Esta confiança não nasce num único momento. Constrói-se, delicadamente, dia após dia. Com gestos silenciosos: um sorriso de incentivo, um piscar de olhos cúmplice, uma palavra justa no momento certo, uma correção feita com respeito e esperança, um abraço sentido quando o coração pequeno pede consolo, uma celebração entusiasta de cada pequena vitória. A educação é, antes de mais, um ato de fé no futuro — uma aposta diária no potencial de cada criança.

São estes pequenos grandes gestos que, acumulados e repetidos, fazem da relação pedagógica algo muito maior do que a simples transmissão de conhecimentos. E os frutos dessa relação são visíveis. Alunos mais confiantes arriscam mais. Questionam mais. Criam mais. Desenvolvem competências sociais, emocionais e cognitivas de forma mais sólida e sustentável. Tornam-se não apenas melhores alunos, mas melhores seres humanos — atentos, curiosos, determinados.

É por isso que é essencial compreender que o tão ambicionado sucesso escolar não depende apenas da qualidade dumas instalações ou dos recursos tecnológicos disponíveis. Esses fatores podem, sim, potenciar a ação educativa. Mas, sem uma aposta verdadeira na construção de relações humanas fortes e positivas, nenhuma inovação será suficiente.

Numa escola onde não se acredita nos alunos, onde não se valoriza cada ser humano em desenvolvimento, até as melhores condições materiais se podem tornar estéreis. E o contrário é igualmente verdadeiro: em contextos fisicamente modestos, se houver adultos que confiem no potencial de cada criança, é possível formar não só excelentes alunos, mas cidadãos plenos, resilientes e felizes.

A educação é, no seu âmago, um ato de fé no futuro.
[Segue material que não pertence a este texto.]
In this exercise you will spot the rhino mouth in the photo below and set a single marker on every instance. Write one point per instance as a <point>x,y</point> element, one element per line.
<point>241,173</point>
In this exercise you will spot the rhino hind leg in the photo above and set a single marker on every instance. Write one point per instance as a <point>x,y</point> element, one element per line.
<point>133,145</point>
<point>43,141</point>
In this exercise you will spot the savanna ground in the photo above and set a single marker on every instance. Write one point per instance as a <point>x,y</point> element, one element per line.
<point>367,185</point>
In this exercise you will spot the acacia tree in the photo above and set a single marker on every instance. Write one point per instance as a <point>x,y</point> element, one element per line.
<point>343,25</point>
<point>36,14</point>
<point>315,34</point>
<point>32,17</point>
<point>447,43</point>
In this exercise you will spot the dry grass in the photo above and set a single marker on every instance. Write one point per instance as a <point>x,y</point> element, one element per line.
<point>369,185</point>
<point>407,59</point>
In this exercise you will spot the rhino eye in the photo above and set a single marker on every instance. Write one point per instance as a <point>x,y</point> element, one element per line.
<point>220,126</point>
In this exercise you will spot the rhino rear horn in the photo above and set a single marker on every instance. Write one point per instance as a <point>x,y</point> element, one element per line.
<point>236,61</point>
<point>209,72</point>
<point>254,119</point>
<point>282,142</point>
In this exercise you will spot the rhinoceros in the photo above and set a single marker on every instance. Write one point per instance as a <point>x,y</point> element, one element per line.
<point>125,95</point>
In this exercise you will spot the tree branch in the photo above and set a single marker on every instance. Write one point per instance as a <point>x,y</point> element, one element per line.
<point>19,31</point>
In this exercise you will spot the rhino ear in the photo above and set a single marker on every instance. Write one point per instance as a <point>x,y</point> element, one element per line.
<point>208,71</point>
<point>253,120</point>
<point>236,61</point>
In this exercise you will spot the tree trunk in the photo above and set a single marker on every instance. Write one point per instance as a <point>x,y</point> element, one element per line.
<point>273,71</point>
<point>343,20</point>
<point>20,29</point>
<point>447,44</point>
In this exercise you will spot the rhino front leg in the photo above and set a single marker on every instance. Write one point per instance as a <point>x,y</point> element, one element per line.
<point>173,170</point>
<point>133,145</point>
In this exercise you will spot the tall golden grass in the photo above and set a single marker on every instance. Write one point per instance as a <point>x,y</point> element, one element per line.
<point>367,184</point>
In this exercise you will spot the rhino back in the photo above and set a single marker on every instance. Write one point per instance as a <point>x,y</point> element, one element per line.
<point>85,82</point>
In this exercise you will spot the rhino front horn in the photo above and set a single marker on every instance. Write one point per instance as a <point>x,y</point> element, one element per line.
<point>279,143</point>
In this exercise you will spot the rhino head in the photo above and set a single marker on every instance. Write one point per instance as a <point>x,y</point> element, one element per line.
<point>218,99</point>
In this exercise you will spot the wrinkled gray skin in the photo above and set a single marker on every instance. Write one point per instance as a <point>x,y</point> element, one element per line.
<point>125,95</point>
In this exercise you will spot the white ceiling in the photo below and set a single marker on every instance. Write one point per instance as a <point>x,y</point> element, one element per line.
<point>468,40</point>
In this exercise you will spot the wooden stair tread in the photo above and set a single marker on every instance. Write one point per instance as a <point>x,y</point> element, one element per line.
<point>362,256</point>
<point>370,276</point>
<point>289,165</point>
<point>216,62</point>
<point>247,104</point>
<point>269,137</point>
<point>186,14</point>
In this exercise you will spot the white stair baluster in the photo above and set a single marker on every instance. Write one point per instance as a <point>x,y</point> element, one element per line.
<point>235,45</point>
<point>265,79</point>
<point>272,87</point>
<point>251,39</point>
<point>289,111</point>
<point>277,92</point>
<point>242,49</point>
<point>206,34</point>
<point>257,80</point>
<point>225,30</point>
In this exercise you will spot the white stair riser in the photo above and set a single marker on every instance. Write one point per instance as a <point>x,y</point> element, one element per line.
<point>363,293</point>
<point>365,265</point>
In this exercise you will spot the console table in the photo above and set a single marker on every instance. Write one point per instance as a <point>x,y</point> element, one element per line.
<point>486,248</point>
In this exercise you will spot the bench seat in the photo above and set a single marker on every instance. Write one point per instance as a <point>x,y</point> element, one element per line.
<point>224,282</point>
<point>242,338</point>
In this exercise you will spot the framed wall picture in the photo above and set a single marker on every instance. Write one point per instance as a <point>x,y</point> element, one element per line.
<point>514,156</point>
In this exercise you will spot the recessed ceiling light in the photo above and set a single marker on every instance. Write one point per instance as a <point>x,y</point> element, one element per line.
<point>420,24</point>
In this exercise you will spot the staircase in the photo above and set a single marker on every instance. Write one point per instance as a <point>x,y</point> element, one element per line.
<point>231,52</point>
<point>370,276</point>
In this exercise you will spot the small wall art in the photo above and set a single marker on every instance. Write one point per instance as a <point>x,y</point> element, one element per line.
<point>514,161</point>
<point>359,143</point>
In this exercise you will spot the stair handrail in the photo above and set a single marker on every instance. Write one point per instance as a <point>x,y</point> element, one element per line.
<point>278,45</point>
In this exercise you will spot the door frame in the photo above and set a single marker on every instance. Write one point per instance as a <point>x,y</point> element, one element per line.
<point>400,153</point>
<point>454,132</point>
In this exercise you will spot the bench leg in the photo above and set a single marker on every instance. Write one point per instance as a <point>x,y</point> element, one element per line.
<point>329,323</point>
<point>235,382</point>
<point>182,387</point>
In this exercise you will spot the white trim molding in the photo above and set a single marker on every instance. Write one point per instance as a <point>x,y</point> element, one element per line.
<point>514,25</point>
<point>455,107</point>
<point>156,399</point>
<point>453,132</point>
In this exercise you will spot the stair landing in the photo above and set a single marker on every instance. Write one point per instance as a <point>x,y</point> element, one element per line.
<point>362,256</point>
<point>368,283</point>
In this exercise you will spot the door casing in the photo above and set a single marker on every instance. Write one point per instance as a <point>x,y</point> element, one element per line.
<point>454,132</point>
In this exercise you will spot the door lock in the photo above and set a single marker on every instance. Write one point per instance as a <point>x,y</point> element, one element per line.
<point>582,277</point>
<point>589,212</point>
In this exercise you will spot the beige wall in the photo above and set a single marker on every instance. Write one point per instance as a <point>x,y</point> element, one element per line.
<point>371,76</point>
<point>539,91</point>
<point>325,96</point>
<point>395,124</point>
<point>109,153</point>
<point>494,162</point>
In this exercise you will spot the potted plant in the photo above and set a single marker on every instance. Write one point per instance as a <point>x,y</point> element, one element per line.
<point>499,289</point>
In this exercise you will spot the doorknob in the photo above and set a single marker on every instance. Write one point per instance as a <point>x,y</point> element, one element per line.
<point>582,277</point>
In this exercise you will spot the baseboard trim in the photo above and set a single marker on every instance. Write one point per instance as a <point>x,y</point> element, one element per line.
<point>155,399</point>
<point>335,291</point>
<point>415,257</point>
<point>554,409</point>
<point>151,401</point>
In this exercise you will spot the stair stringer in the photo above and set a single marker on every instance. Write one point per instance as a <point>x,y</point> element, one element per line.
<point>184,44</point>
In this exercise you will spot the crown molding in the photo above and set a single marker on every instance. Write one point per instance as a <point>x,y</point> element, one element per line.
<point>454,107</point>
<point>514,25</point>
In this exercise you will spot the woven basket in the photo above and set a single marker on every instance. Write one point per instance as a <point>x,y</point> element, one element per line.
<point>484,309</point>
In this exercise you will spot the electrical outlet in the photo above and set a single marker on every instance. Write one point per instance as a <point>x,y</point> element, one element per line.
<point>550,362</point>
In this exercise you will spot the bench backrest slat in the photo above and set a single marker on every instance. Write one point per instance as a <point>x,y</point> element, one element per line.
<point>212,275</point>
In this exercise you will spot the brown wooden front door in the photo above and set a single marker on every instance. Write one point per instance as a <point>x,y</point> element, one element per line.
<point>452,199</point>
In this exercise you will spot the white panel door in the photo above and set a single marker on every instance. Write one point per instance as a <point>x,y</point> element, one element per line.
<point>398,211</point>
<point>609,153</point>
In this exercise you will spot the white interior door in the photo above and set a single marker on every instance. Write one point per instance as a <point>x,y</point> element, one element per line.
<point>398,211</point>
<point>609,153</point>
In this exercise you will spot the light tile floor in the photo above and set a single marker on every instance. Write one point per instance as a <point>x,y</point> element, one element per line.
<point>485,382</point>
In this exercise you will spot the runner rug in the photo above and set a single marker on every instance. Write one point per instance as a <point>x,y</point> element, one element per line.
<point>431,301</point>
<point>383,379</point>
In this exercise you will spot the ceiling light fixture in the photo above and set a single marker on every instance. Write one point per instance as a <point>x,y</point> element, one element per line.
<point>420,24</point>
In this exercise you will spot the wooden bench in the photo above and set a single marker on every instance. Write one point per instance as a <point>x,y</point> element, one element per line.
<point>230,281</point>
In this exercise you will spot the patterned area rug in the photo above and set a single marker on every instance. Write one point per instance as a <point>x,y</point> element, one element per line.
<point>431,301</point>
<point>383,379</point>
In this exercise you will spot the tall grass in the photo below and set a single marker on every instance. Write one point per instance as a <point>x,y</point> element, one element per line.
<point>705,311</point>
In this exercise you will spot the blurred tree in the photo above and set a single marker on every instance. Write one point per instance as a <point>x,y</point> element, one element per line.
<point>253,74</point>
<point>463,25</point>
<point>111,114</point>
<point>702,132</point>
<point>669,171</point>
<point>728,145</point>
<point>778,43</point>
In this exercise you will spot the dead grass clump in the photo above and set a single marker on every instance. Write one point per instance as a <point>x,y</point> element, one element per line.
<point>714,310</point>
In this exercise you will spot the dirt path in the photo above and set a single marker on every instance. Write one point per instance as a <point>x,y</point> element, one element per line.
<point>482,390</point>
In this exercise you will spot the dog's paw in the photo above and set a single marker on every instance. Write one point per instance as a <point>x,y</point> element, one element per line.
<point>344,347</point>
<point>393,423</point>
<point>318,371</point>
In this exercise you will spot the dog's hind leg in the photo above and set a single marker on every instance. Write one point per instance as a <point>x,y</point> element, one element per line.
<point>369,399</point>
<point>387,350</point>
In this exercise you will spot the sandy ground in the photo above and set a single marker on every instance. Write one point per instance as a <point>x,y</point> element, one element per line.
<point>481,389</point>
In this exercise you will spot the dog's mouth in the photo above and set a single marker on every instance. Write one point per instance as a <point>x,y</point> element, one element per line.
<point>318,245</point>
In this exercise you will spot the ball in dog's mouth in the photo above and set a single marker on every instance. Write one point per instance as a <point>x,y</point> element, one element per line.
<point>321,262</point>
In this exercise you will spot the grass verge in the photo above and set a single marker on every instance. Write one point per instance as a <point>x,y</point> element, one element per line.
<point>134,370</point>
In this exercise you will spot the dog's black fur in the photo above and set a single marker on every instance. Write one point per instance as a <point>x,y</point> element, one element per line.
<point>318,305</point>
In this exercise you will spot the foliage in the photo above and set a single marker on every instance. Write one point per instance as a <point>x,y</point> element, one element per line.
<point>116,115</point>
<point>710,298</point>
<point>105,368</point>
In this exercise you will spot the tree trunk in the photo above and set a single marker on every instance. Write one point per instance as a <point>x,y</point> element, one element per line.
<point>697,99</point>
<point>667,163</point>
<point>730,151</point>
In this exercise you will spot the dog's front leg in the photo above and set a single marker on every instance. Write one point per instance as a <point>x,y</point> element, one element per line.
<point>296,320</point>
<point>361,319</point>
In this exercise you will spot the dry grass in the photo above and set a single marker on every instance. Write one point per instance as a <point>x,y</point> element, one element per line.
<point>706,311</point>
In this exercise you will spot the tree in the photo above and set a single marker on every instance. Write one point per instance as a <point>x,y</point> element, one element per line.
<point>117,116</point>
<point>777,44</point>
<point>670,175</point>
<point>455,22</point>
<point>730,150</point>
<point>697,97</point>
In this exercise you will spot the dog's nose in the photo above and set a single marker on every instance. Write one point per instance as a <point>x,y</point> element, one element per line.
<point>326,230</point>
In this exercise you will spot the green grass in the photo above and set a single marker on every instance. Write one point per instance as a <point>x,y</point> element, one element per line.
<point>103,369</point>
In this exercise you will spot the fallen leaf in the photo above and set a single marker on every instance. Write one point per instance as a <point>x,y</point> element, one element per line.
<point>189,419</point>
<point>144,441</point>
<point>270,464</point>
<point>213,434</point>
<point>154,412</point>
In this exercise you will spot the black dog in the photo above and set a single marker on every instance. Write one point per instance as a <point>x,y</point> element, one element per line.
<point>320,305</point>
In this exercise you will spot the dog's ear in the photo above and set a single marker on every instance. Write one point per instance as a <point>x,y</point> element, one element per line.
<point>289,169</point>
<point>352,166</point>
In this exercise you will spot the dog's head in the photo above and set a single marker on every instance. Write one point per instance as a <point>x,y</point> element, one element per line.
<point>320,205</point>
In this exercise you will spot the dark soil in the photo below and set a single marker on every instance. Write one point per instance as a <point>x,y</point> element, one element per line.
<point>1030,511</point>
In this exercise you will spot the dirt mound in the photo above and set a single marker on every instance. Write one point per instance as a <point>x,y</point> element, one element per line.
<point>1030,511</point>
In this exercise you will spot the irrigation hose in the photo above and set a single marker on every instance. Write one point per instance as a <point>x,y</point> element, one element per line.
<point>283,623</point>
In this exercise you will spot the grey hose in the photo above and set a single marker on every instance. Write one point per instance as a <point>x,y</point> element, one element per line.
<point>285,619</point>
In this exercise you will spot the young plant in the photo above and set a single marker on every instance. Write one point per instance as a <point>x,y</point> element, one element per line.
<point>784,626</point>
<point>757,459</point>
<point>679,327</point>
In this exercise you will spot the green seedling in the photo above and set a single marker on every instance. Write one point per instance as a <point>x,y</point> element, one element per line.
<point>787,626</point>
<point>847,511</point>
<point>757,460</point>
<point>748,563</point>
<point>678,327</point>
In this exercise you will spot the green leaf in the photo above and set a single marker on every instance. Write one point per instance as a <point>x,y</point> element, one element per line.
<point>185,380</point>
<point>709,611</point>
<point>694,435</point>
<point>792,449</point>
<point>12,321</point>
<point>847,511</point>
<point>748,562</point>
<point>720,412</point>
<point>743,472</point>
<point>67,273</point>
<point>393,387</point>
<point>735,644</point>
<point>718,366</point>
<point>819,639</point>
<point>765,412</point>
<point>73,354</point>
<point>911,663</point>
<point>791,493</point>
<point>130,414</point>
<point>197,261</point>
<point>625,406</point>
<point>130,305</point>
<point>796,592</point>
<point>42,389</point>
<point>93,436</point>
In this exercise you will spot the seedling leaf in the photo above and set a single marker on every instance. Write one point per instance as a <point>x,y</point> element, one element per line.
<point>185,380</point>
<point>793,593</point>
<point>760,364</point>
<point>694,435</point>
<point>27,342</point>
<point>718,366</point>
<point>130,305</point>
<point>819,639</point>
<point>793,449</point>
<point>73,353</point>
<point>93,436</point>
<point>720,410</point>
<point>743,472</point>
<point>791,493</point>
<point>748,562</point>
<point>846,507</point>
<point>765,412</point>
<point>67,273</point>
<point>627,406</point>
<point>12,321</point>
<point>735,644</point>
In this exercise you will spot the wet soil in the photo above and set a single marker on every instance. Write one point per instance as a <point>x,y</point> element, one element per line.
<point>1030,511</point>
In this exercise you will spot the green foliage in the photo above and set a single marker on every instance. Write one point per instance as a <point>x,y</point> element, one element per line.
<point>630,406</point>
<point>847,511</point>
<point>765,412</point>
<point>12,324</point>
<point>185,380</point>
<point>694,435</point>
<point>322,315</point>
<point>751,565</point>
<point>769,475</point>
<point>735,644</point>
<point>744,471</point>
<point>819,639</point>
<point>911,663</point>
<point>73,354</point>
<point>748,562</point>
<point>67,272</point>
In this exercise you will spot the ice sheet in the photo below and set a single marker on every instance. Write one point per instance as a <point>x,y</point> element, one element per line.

Um professor que acredita nos seus alunos não está apenas a ensinar matérias. Está a plantar sementes de autoconfiança, de esperança e de sonho. Está a dizer, dia após dia, com palavras, gestos e olhares: “Tu consegues. Eu acredito em ti.”

Esta mensagem, vivida com coerência, pode transformar trajetórias escolares e, mais profundamente ainda, pode transformar estas pequenas vidas.

Eu acredito nos meus alunos. E sei que eles sentem que acredito neles. Juntos, sei que somos capazes de mudar pequenos mundos — e, quem sabe, de fazer o nosso próprio mundo um lugar melhor.